Monosomy 1p36 As a Model for the Molecular Basis of Terminal Deletions

Abstract

Deletion of the most distal, telomeric band of human chromosomes can result in a variety of mental retardation and multiple congenital anomaly syndromes. These terminal deletions are some of the most commonly observed structural chromosome abnormalities detected by routine cytogenetic analysis. Terminal deletions of 1p36 occur in approx 1 in 5000 live births, making it the most frequently observed terminal deletion and one of the most commonly observed mental retardation syndromes in humans. Molecular characterization of subjects with monosomy 1p36 indicates that, like other terminal deletions, 1p36 deletions have breakpoints occurring in multiple locations over several megabases and are comprised of terminal truncations, interstitial deletions, complex rearrangements, and derivative chromosomes. In addition, cryptic interrupted inverted duplications have been observed at the end of terminally deleted chromosomes, suggesting premeiotic breakage-fusion-bridge (BFB) cycles can be intermediate steps in the process of generating and stabilizing terminal deletions of 1p36. Overall, these observations are identical to those made in yeast and other model systems in which a double-strand break (DSB) near a telomere can be repaired by a variety of mechanisms to stabilize the end of a broken chromosome.
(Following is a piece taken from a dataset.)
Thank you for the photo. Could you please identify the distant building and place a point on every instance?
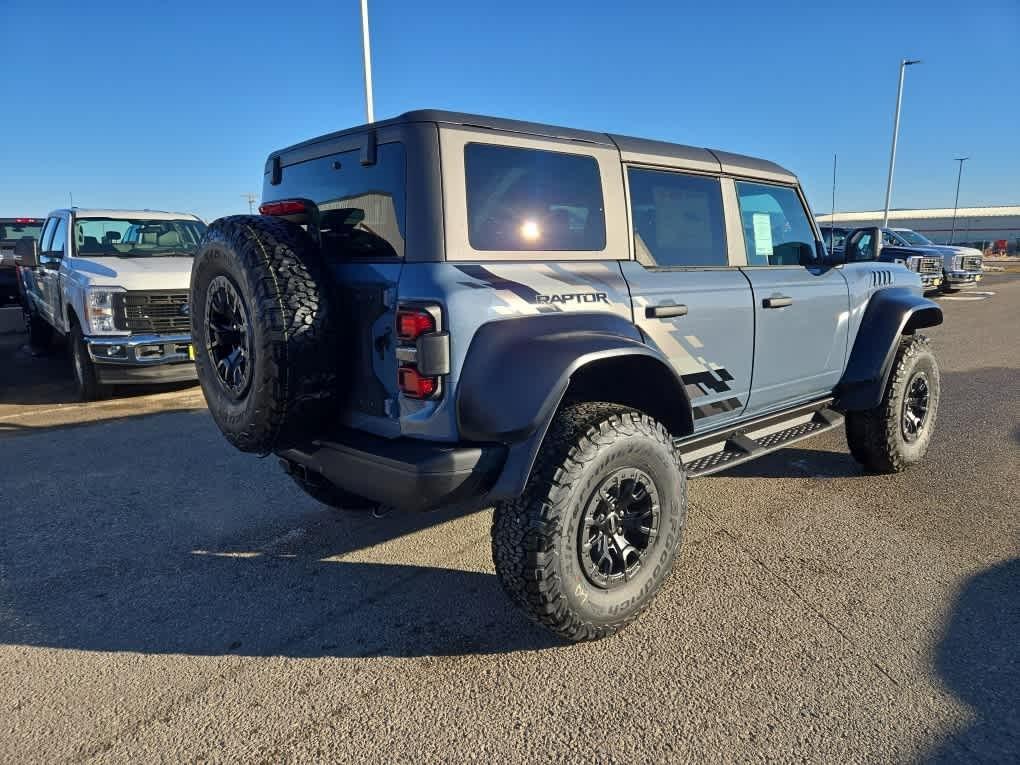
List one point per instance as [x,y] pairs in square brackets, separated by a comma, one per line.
[987,228]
Furthermore, sequence analysis and fluorescent in situ hybridization (FISH) mapping of the terminal 10.5 Mb of 1p36 including a variety of terminal deletion breakpoint junctions indicate that segmental duplications, low-copy repeats (LCRs), and short repetitive DNA sequence elements may mediate the generation and stabilization of terminal deletions of 1p36. We hypothesize that nonallelic homologous recombination (NAHR) between palindromic or inverted LCRs in the subtelomeric region of 1p36 could generate a dicentric chromosome that is broken at a random location during the subsequent anaphase as the centromeres move to opposite poles. This model suggests that the molecular basis of terminal deletions may be directly linked to genomic architectural features in the subtelomeric regions that generate the initial, variable-sized terminally deleted chromo-some, and that stabilization of the broken chromosome occurs by one of a variety of competing DSB repair pathways.